Frequently Asked Questions about Estate Planning
- Don't only wealthy people need estate planning? No, literally everyone needs some form of estate planning. Through estate planning done by a lawyer, a person creates certain legal
documents such as a power of attorney, designation of health care surrogate, will, or trust, in which the person expresses his or her wishes with regard to the person who will manage his or her affairs and property in the event of incapacity and who will receive his or her property after death. Estate planning can range from the very simple to the very complex, but everyone needs it.
- What is the difference between a will and a trust? Under Florida law, there are two legal documents through which a person can express his or her testamentary intentions, in other words, what is to be done with his or her property after death. The traditional document is a will. More recently, revocable trusts have become popular. Each has certain pros and cons. Neither one is always the better choice. As I formulate your estate plan, I will recommend one or the other as appropriate for you and explain why.
- Does a will control the disposition of all my property? Not necessarily. Most people hold some of their property in joint names with others or have designated beneficiaries on financial accounts and life insurance. The disposition upon death of that property is not controlled by a person's will. A will primarily addresses the disposition of property that is in the sole name of the decedent a the time of death.

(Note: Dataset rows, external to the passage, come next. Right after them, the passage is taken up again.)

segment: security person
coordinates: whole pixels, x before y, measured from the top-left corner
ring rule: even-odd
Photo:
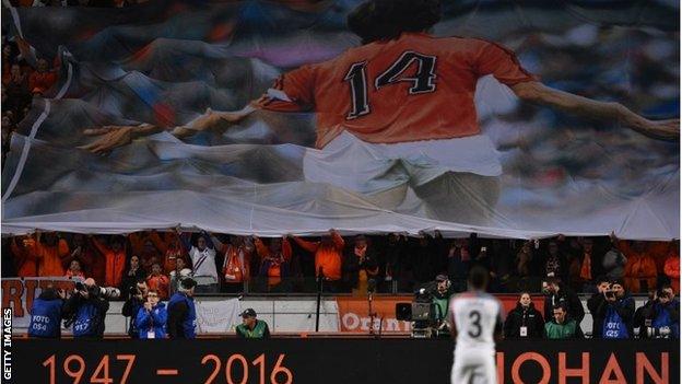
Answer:
[[[268,323],[256,318],[256,311],[248,309],[242,312],[242,324],[235,329],[237,337],[245,339],[268,339],[270,338],[270,328]]]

- If I have a will, will my estate need to go through probate? If a decedent dies owning property in his or her sole name, then the transfer of that property to those who are designated to receive it under the decedent's will requires a court proceeding called probate. Through probate the court validates the last will of the decedent, winds up the affairs of the decedent's life, such as paying creditors, and distributes the decedent's property to those who are entitled to it. In Florida, there are several forms of probate ranging from the simple to the more complex. Various factors come into play in determining which is appropriate for a given estate.
- If I have a trust, can I avoid probate? Yes. A properly drafted and funded trust can pass the decedent's assets without a probate proceeding. This is one of the advantages of a trust over a will. Trusts, however, are more complex and expensive to create and maintain. Whether a trust is appropriate for you will be determined in consultation with the attorney.

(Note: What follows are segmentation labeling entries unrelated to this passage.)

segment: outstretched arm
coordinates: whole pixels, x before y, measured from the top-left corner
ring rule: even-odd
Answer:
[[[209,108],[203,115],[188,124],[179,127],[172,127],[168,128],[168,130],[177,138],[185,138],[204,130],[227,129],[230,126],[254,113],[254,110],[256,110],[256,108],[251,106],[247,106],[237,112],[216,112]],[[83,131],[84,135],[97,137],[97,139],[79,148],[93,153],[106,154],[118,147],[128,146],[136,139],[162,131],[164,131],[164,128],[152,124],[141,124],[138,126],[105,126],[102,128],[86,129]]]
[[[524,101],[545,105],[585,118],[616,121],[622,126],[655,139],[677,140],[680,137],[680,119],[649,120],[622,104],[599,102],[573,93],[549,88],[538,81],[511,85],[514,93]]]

- If my estate goes through probate, will the State of Florida charge a lot of fees? The only government fee that is charged in a probate proceeding is the court filing fee which is currently less than $400. Any taxes or other obligations which are owed by either the decedent or his estate are not affected by whether the estate is probated or not.
- Can my will or trust be contested? Any person who has an interest in your estate has the legal standing to challenge a decedent's will or trust after death. Trusts can be contested in the same way as wills. Florida law, however, has very limited grounds on which a person can challenge a will or trust. The fact that the decedent excluded someone, such as a child, from his or her will or trust, is not legally sufficient grounds for challenging the will or trust.
- If I have a will made in another state, do I need a Florida will? Florida recognizes as valid any will made in another state if it is valid under the law of that state. But if you die a resident of Florida, Florida law will apply to your out of state will. Since your out of state will was not drafted under Florida law, problems can arise. Therefore, it is generally advisable to have a will prepared by a lawyer in accordance with Florida law if you are a resident of Florida.
- If I give someone a power of attorney to transfer my property, do I still need a will or trust? A power of attorney is a legal document by which you can grant to another person (usually a spouse or child) the legal authority to act on your behalf with regard to certain legal and financial transactions, such as transferring property, accessing a bank account, or filing an insurance or benefit claim. A power of attorney, however, dies with the person and cannot be used post-death to distribute a decedent's property. It is not a substitute for a will or trust.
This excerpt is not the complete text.